Our first edit, the GW staff picked a handful of Spring Selections as seasonal highlights across the gamut. We think they’ll delight, enrich, and spawn a love that will last beyond the season. Enjoy!


A verdant, fresh cologne inspired by the crisp, white shirt. This perfect Spring scent is pure and charismatic, light and luxurious, minimal and nuanced; all the makings of a stand out. Led by a zest of bitter orange Bigarade that feels untouchably clean, and exclusive, this fragrance unravels with notes of warm cardamom and pink pepper for a unique, modern take on the fresh, clean scent. Perfect for casual, airy Spring lunches, or cozy get togethers.

INDULGE: Natureofthings Restorative Floral Soak

Florals, for Spring? — Yes we know. This pick should be on everyone’s Spring list because 1) it’s a nice relaxing soak which should be on everyone’s radar because #selfcare 2) the florals are so aromatic and smell like the most luxurious Spring garden led by Jasmine and Plumeria flowers 3) the soak contains gemstone extracts and 250mg CBD to really relax and soothe muscles. All these qualities blend together to form the perfect restorative floral soak that melts away stress, and restores energy levels. Plus, what’s better than bathing with flowers? Absolute treat your self status.


We all know hydration is good, but doing it in style turns the act of drinking into an experience. The Ferm Living Ripple glassware is all over Instagram, and is the glass du jour of any food influencer. The carafe set however is a new and welcomed addition sure to elevate anyone’s glassware collection. It’s equally at home by a bedside table as it is in the kitchen. We see these being equally adept for normal water breaks, and for special after-work or weekend social drinks, which should come more often with Spring weather. Just exercise proper social distancing, and imbibe responsibly.

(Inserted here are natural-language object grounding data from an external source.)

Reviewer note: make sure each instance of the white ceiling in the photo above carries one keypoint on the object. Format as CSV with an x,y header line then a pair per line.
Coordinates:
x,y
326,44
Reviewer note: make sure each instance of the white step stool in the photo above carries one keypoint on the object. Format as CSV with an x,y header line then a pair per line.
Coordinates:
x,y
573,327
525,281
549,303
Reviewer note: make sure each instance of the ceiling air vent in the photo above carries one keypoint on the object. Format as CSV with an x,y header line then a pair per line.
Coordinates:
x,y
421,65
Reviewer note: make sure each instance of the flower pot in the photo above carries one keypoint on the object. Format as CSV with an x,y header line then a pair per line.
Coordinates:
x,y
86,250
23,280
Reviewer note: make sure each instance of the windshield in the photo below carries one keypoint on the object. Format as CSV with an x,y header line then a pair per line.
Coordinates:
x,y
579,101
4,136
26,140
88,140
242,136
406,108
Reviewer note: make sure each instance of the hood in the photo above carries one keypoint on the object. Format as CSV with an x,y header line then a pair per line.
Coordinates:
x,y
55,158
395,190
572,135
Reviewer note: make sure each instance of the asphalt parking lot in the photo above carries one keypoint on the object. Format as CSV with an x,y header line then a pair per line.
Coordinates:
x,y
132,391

The ultimate Americana tale taking place in the heartland of the rural American experience in the 1980s, told through the lens of an intergenerational first-generation Korean-American family. A semi-autobiographical take on author Lee Isaac Chung’s upbringing that tells the universally relatable tale of trying to realize the American dream. The titular Minari, means ‘water celery,’ native to East Asia, and represents resilience and usefulness of character. Best watched on a slow Sunday afternoon with the windows open so the cool Spring breeze carries over the subtle verdant scent of grass and Spring flowers.